Note, anyone in Petawawa notice Cheryl Gallant voted against it.


----------



## brihard (17 May 2009)

Being unaware of the specifics of this, can anyone summarize what the issue is? I've head there was something going on with pensions, but after my frustration with the reserve pension I had little desire to read about further pension controversy.

I'm noticing my MP voted against it...


----------



## meni0n (17 May 2009)

Remove the clawback on pensions once CPP kicks in.


----------



## Sub_Guy (17 May 2009)

MacKay a NAY?

Interesting......


----------



## Old Sweat (17 May 2009)

This vote appears to have been done on party lines with the Conservatives supporting the government position, and the others voting for the bill.


----------



## brihard (17 May 2009)

meni0n said:
			
		

> Remove the clawback on pensions once CPP kicks in.



OK. So if this passes, would reitirees be in receipt of BOTH CPP and the CF pension?


----------



## dapaterson (17 May 2009)

Right now retireees receive both CPP and a CFSA annuity.  Their contributions to the CFSA were based on a reduction of CFSA benefits at age 65 because CPP would kick in.

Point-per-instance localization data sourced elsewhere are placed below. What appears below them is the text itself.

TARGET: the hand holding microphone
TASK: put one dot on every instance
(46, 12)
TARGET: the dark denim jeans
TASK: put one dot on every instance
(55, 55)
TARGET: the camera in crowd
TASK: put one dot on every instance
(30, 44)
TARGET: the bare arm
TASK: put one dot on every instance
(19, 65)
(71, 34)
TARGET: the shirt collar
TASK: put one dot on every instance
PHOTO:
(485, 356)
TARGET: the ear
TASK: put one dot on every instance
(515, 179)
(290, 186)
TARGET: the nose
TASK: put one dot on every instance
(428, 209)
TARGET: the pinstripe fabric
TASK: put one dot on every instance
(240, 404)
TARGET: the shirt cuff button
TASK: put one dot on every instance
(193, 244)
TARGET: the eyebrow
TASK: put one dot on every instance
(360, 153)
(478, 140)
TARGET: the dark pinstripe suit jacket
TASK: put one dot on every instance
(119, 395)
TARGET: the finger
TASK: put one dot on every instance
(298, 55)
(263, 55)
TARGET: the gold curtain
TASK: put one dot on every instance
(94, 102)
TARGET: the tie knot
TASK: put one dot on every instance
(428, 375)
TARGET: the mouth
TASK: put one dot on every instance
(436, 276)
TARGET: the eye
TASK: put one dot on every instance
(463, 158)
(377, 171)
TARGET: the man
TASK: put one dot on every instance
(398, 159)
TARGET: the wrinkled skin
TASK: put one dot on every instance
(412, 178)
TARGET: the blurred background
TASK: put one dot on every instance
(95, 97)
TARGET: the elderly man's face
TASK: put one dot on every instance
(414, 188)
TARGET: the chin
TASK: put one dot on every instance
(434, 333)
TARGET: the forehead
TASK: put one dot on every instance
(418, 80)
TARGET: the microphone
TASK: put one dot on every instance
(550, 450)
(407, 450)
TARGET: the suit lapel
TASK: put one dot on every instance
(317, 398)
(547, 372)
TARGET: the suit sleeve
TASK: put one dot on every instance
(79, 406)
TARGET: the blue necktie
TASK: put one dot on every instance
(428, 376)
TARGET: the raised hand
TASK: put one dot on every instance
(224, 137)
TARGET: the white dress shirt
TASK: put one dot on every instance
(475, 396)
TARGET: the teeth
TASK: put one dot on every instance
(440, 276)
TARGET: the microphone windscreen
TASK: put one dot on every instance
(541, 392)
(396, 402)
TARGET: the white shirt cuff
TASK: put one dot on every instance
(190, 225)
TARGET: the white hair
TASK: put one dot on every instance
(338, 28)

That many retirees never paid attention (or were too stupid to pay attention) should not entitle them to benefits they never paid for.

Every SCAN seminar passed on this information.  The CFSA and its related regulations relate this information.

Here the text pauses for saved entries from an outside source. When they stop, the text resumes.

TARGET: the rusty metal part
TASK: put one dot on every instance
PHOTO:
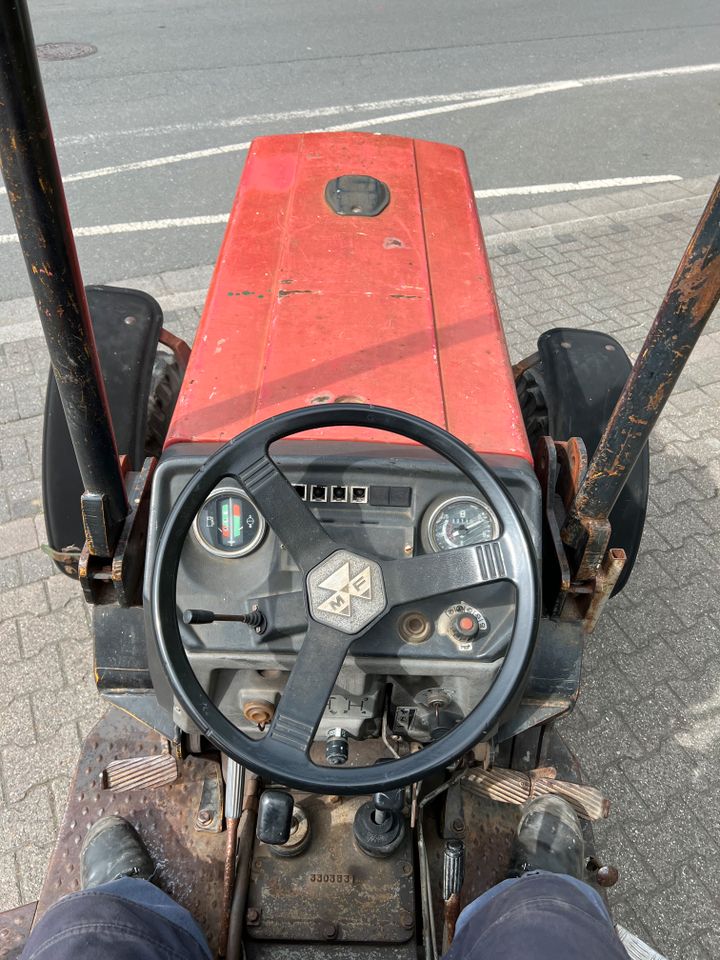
(332, 881)
(556, 569)
(67, 559)
(260, 712)
(300, 836)
(607, 576)
(229, 873)
(189, 862)
(453, 879)
(452, 912)
(210, 811)
(140, 773)
(120, 579)
(691, 297)
(15, 928)
(128, 563)
(490, 831)
(245, 846)
(178, 346)
(37, 198)
(512, 786)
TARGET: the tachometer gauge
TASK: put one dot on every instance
(459, 522)
(228, 524)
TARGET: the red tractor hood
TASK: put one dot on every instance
(307, 306)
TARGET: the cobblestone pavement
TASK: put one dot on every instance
(647, 728)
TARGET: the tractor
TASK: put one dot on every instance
(342, 557)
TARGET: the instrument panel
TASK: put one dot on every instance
(229, 524)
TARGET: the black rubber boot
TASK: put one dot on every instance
(112, 849)
(549, 837)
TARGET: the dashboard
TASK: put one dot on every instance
(421, 669)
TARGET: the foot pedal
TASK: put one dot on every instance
(636, 948)
(140, 773)
(512, 786)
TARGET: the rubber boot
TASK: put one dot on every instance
(112, 849)
(548, 837)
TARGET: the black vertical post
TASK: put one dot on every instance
(37, 197)
(688, 304)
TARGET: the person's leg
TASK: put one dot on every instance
(548, 916)
(112, 921)
(544, 904)
(119, 914)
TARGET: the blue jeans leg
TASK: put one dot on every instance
(126, 919)
(545, 915)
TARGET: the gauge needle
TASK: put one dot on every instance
(475, 523)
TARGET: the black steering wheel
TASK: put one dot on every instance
(376, 586)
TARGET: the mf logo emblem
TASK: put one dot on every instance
(346, 591)
(344, 587)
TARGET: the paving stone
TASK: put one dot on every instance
(34, 566)
(31, 676)
(31, 864)
(25, 768)
(9, 641)
(17, 537)
(9, 887)
(10, 575)
(31, 822)
(27, 599)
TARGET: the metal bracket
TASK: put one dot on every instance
(589, 575)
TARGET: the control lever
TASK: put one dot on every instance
(274, 822)
(255, 619)
(379, 826)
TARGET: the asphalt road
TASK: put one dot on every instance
(173, 77)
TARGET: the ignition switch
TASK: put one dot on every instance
(466, 626)
(463, 624)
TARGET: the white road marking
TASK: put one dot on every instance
(372, 106)
(137, 226)
(486, 98)
(577, 185)
(140, 226)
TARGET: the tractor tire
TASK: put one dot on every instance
(531, 395)
(164, 391)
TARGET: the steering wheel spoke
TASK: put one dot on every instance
(427, 575)
(309, 687)
(285, 512)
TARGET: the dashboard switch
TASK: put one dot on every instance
(466, 626)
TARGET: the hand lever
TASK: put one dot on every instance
(254, 619)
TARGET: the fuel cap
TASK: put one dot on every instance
(357, 195)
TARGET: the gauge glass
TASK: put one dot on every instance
(461, 522)
(228, 524)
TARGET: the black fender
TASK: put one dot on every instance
(576, 380)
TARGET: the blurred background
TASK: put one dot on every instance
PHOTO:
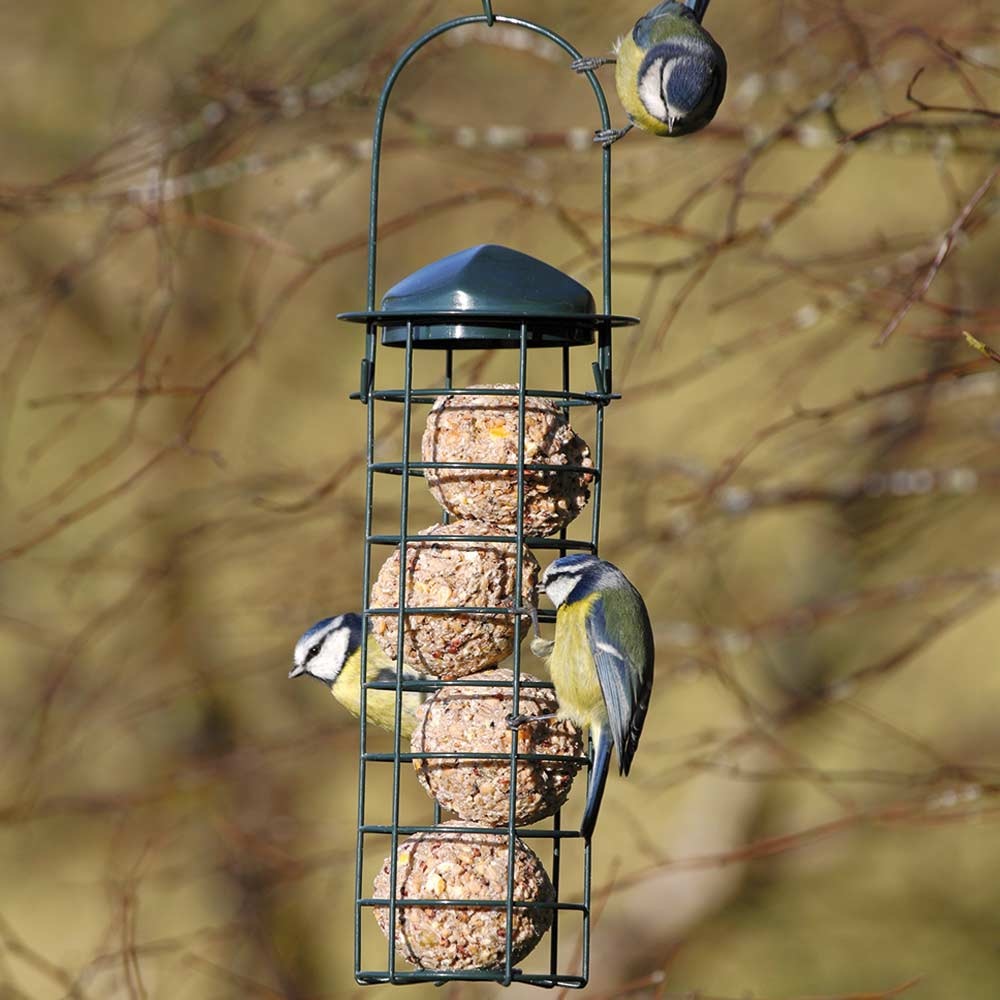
(802, 478)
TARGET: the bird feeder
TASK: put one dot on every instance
(468, 890)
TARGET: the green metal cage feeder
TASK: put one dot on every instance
(483, 298)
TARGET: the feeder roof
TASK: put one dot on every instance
(489, 278)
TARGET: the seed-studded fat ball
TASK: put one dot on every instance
(485, 429)
(453, 574)
(474, 720)
(446, 864)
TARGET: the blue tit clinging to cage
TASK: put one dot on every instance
(330, 651)
(601, 662)
(670, 73)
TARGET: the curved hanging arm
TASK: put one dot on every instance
(486, 18)
(698, 6)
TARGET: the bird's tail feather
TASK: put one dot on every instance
(598, 779)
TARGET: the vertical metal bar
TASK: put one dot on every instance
(595, 525)
(370, 346)
(585, 950)
(554, 933)
(404, 514)
(522, 382)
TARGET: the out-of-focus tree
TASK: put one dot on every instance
(802, 478)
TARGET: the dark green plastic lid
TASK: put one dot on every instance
(482, 296)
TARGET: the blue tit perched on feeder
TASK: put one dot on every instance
(670, 73)
(330, 651)
(601, 662)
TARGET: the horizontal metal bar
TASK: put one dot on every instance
(486, 317)
(396, 467)
(474, 756)
(470, 611)
(526, 833)
(371, 978)
(433, 684)
(532, 541)
(492, 904)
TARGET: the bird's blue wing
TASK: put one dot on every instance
(621, 641)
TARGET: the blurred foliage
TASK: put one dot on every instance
(812, 517)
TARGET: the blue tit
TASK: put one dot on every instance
(330, 651)
(670, 73)
(601, 662)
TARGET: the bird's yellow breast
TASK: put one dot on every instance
(627, 84)
(572, 667)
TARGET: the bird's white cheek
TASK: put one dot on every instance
(652, 85)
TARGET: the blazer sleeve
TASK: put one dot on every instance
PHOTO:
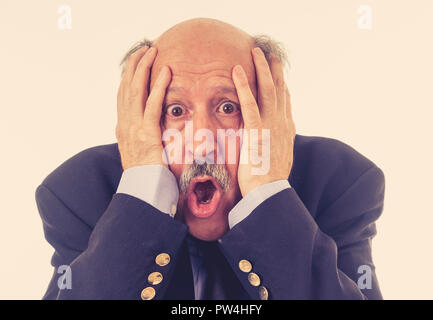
(295, 259)
(113, 259)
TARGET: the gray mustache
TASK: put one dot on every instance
(217, 171)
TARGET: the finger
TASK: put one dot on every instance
(138, 86)
(265, 83)
(153, 108)
(132, 62)
(249, 109)
(289, 115)
(277, 71)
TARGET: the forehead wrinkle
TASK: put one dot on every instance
(219, 89)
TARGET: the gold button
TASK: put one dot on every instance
(148, 293)
(173, 210)
(154, 278)
(254, 279)
(162, 259)
(245, 266)
(263, 293)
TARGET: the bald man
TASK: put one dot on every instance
(209, 193)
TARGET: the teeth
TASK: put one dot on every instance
(204, 191)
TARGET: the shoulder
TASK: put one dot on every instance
(86, 182)
(324, 168)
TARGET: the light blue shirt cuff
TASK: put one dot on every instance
(253, 199)
(154, 184)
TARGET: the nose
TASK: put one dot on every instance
(201, 139)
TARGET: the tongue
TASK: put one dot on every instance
(204, 191)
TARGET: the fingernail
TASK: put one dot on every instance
(238, 70)
(257, 50)
(164, 71)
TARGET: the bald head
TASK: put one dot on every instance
(203, 45)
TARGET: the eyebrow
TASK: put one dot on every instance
(219, 89)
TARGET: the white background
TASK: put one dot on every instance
(369, 88)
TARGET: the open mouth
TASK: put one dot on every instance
(204, 194)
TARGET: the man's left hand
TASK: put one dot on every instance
(274, 114)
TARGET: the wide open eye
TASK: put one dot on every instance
(175, 110)
(228, 108)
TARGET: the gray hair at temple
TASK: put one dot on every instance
(268, 45)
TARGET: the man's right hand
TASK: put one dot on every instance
(138, 114)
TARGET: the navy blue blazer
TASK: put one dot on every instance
(312, 241)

Wonder if any of those who complain are willing to pay for this benefit?


----------



## Michael OLeary (17 May 2009)

dapaterson said:
			
		

> Wonder if any of those who complain are willing to pay for this benefit?

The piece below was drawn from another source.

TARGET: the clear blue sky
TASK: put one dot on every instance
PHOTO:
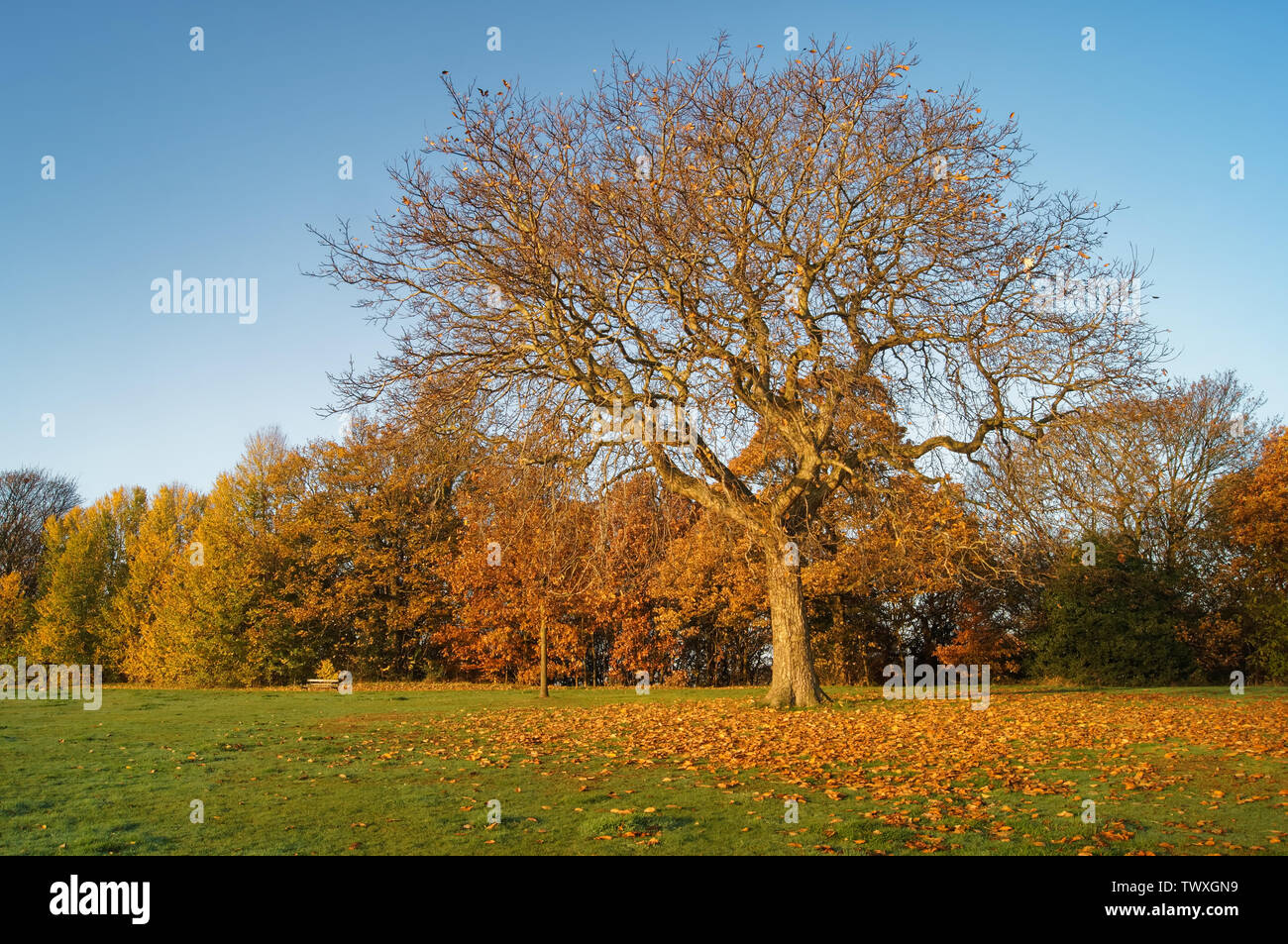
(213, 162)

Hmmm, maybe when the Reserve Pension office has finished all those calculations, they can start on the files for the ones wishing to top up their pension account to offset the CFSA reduction on receipt of CPP.


----------



## SeaKingTacco (17 May 2009)

Presumably, if this goes through, this is going to cost a wack of money.  More to the point- how much is this going to cost me per month in increased pension contributions...


----------



## antique (17 May 2009)

Interesting responses.Let me just say,for the benefit of the younger generation,that back in 1964,65 and 66 when then CPP was rolled in,we,who were in the Canadian Army then,had NO such things as SCAN seminars.The rules then was"That's how it works and shut your mo#$@^"No explanations were given.I am a real old guy today mind you but...my mind still works.Was I given a choice then??NO
But I do know that MP's,judges do not have this reduction.I do know that MP's,judges Do not pay EI.
I served for 22 years the worked for another 20 after paying into CPP and EI.What did I get?NO EI when the company I worked for went south...NOT eligible because of military pension.I'm really not complaining here(because I took care of myself) just pointing out that some of are really relying on the CFSA to live after release.Who pays for this...well the EI pay by military could certainly help(me think don't get...don't pay).If Paul Martin had NOT depleted the CFSA account,you younger people would not have seen your contributions go up and the excess could have been used to better the life of some.If anything,the debate Will demonstrate that the members of the CF have a deal that is nowhere close to ant other Govt. employee..think SDB,marriage after 60 etc.One thing is certain,you will all grow older and face the music one day so...start taking care of yourself if you want to retire in financial health.
Regards
Just one old guy


----------



## SeaKingTacco (17 May 2009)

Antique-

You've made (IMHO) excellent points about taking care of your own financial affairs first and not counting the pension for everything.

The EI thing is an abortion that does need to be cleaned up, too.  But it is a side issue to the pension thing.

My fear here is that people are thinking- hey great! Bill C-201=free money!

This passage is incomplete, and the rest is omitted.